What good would love be if it said to its spouse, “Because I love you so much, I will support your desire to sleep around with other men”? Can a man love his wife as a whore? No. Can a man love a whore as a wife? Yes. He can love his adulterous wife back into a proper wife (if she cooperates). But we love people into their good, not their destruction. Love always seeks the best for the object.


So, love is unconditional with respect to its subject, i.e., with respect to the person who exhibits the love. That person seeks the good of the other forever. It doesn’t matter whether that love is ever reciprocated. Still, love seeks that good. In this sense, God’s love is unconditional. And so is ours, if we love God. But love is not unconditional with respect to its object, i.e., with respect to the person toward whom the love is directed. Love places the highest conditions on that person, namely his truest good. It settles for nothing less than beauty of soul. It won’t dismiss sins. It won’t ignore vices.
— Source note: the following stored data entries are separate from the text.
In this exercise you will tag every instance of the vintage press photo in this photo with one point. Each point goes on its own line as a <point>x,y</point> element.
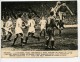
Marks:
<point>39,29</point>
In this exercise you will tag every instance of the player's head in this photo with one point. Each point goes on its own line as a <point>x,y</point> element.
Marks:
<point>29,16</point>
<point>51,13</point>
<point>19,15</point>
<point>63,4</point>
<point>10,19</point>
<point>43,17</point>
<point>58,3</point>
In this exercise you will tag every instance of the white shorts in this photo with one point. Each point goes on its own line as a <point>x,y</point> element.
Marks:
<point>18,30</point>
<point>31,29</point>
<point>43,27</point>
<point>7,30</point>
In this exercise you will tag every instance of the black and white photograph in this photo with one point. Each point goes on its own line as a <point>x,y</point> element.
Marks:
<point>39,26</point>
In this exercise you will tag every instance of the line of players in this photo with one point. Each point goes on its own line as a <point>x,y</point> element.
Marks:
<point>59,9</point>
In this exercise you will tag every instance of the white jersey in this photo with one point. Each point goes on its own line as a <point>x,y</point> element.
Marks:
<point>2,27</point>
<point>55,9</point>
<point>18,28</point>
<point>49,19</point>
<point>31,24</point>
<point>2,23</point>
<point>8,26</point>
<point>43,24</point>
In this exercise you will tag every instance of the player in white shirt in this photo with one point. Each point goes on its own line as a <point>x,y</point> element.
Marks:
<point>18,30</point>
<point>43,25</point>
<point>55,9</point>
<point>31,29</point>
<point>7,28</point>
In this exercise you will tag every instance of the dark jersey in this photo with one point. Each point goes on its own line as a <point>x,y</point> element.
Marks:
<point>62,9</point>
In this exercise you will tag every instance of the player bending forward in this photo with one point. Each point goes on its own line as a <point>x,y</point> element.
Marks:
<point>31,29</point>
<point>18,30</point>
<point>8,30</point>
<point>42,25</point>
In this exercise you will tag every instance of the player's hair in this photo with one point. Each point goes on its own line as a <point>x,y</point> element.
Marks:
<point>19,14</point>
<point>29,16</point>
<point>51,13</point>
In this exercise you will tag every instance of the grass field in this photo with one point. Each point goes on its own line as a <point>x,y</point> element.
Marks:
<point>67,41</point>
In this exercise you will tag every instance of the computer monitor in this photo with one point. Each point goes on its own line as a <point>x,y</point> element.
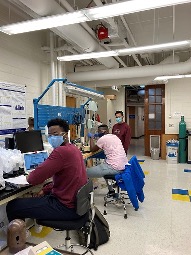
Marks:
<point>29,141</point>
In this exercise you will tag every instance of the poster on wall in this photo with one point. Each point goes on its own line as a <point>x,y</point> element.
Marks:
<point>12,108</point>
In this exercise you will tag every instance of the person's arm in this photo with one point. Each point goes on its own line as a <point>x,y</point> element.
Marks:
<point>127,138</point>
<point>47,169</point>
<point>93,147</point>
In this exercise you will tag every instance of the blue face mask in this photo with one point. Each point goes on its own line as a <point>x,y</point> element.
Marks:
<point>101,134</point>
<point>119,119</point>
<point>55,141</point>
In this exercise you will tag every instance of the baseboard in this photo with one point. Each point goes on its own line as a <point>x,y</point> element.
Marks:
<point>137,137</point>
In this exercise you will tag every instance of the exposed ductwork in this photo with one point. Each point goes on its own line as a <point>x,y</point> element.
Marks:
<point>132,72</point>
<point>76,34</point>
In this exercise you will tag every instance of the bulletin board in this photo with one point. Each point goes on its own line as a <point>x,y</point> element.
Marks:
<point>12,108</point>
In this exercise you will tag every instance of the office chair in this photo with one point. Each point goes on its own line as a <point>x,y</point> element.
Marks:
<point>130,183</point>
<point>118,197</point>
<point>84,208</point>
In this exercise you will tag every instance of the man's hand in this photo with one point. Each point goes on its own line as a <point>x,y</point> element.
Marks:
<point>39,194</point>
<point>90,135</point>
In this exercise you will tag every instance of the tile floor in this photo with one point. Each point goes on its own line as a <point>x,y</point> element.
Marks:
<point>161,225</point>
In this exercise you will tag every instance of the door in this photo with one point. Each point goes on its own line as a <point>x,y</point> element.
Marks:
<point>132,120</point>
<point>154,113</point>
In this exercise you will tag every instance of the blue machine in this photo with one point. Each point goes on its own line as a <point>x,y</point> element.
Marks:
<point>43,113</point>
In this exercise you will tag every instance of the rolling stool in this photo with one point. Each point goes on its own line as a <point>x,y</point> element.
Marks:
<point>119,196</point>
<point>85,208</point>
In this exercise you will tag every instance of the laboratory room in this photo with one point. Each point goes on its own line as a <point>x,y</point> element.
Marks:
<point>95,127</point>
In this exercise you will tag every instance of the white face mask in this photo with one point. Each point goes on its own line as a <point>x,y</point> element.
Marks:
<point>119,119</point>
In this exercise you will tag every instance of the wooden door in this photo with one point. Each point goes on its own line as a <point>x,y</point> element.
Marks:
<point>154,113</point>
<point>71,102</point>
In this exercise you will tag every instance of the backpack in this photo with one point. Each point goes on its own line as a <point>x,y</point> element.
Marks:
<point>100,231</point>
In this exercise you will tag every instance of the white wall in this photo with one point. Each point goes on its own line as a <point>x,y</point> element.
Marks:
<point>139,129</point>
<point>23,62</point>
<point>107,108</point>
<point>177,103</point>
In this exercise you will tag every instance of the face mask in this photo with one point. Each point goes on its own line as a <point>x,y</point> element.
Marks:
<point>119,119</point>
<point>55,141</point>
<point>101,134</point>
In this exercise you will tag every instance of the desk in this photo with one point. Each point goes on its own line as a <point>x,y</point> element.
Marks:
<point>6,196</point>
<point>97,154</point>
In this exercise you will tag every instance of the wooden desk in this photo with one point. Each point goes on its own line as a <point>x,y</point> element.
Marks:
<point>97,154</point>
<point>6,196</point>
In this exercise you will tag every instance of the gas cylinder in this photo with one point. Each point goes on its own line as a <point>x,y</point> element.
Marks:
<point>16,236</point>
<point>182,128</point>
<point>182,141</point>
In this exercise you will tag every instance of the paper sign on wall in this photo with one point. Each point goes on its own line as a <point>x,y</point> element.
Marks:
<point>12,108</point>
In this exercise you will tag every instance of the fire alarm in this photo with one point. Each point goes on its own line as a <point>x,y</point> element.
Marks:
<point>102,32</point>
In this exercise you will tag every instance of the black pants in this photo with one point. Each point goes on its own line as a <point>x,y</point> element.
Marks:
<point>42,208</point>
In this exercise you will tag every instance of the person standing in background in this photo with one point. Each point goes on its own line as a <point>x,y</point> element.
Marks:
<point>122,130</point>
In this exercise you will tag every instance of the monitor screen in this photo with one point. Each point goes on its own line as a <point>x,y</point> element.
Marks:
<point>28,141</point>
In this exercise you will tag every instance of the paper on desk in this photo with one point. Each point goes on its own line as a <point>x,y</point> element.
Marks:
<point>18,180</point>
<point>24,252</point>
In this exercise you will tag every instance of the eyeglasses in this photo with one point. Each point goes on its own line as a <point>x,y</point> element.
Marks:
<point>56,134</point>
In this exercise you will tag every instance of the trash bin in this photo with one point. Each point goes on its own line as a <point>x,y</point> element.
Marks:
<point>172,152</point>
<point>155,153</point>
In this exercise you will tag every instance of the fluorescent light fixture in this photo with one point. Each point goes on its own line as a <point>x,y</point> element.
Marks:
<point>80,90</point>
<point>155,48</point>
<point>45,22</point>
<point>127,7</point>
<point>103,54</point>
<point>128,51</point>
<point>95,13</point>
<point>179,76</point>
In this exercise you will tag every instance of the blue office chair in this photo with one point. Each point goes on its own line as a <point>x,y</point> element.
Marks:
<point>84,208</point>
<point>129,183</point>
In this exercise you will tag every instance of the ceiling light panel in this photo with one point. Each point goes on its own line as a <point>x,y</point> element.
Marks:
<point>103,54</point>
<point>95,13</point>
<point>45,23</point>
<point>129,51</point>
<point>128,7</point>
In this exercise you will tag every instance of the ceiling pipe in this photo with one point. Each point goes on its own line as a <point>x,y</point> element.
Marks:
<point>132,72</point>
<point>75,34</point>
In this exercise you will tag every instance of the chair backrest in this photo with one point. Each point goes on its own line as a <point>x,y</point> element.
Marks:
<point>84,198</point>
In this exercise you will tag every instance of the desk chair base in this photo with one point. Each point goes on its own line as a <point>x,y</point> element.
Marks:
<point>119,197</point>
<point>68,246</point>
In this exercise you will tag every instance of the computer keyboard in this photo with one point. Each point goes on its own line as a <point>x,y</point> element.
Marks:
<point>19,172</point>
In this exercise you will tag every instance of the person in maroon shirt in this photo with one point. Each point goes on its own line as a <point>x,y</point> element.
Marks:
<point>65,165</point>
<point>122,130</point>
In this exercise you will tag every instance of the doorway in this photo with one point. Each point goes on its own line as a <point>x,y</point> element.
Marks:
<point>154,113</point>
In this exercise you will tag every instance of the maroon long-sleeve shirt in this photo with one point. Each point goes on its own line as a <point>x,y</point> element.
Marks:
<point>123,131</point>
<point>66,166</point>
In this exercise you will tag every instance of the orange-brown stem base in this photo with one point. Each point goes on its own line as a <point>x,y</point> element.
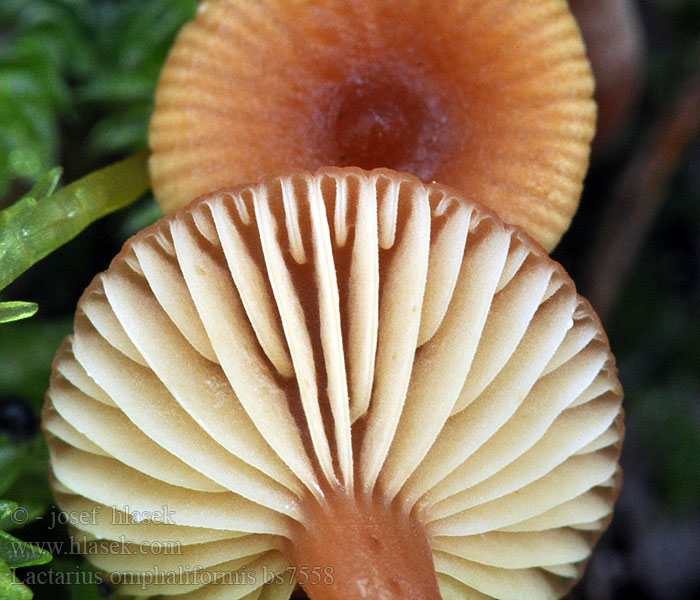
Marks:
<point>363,549</point>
It won’t hide from the truth about who we are. Why? Because love and truth are two sides of the same coin. Love seeks a good that is only possible in a person willing to admit the truth about himself, willing to admit it and willing to change himself. In other worse, love cannot find completeness without repentance. And so, the God who loves is found throughout all of the Scriptures calling on us to do what? “Repent, for the Kingdom of Heaven is at hand!” But repentance means to turn around, to change one’s mind, to get back on the right track. Repentance assumes there is a proper path, accepts that there is a moral standard, recognizes that fulfillment is actually different from despair.


It is precisely this demanding, highly conditional love that we resist. We resist it because we don’t want to change for the better. We love our sins. And we demand that others love them in us. Our requirement that others love us unconditionally amounts to nothing more than that they celebrate our corruption, our moral misery, our self-isolation from divine knowledge. But true love can never do this. It can accept that a person refuses to change. God calls this hell. He allows it. But true love will never celebrate the use of human freedom to push away the calls of love that family, state, and church place upon us. How can we who were made for others find happiness in anything but those others? Not even God himself is absent from a relationship of people, for within his very nature is a Trinity of Persons. And he calls us to be his children, to be partakers of his nature, to become adopted as members of his family. Thus, our fulfillment and happiness are inextricably tied up (often in knots, yes) with other people. How right were the words of Paul Varjak to Holly Golightly in the conclusion of the film Breakfast at Tiffany’s:

You know what’s wrong with you, Miss Whoever-you-are? You’re chicken, you’ve got no guts. You’re afraid to stick out your chin and say, ‘Okay, life’s a fact, people do fall in love, people do belong to each other, because that’s the only chance anybody’s got for real happiness.’ You call yourself a free spirit, a ‘wild thing,’ and you’re terrified somebody’s gonna stick you in a cage. Well baby, you’re already in that cage. You built it yourself. And it’s not bounded in the west by Tulip, Texas, or in the east by Somali-land. It’s wherever you go. Because no matter where you run, you just end up running into yourself.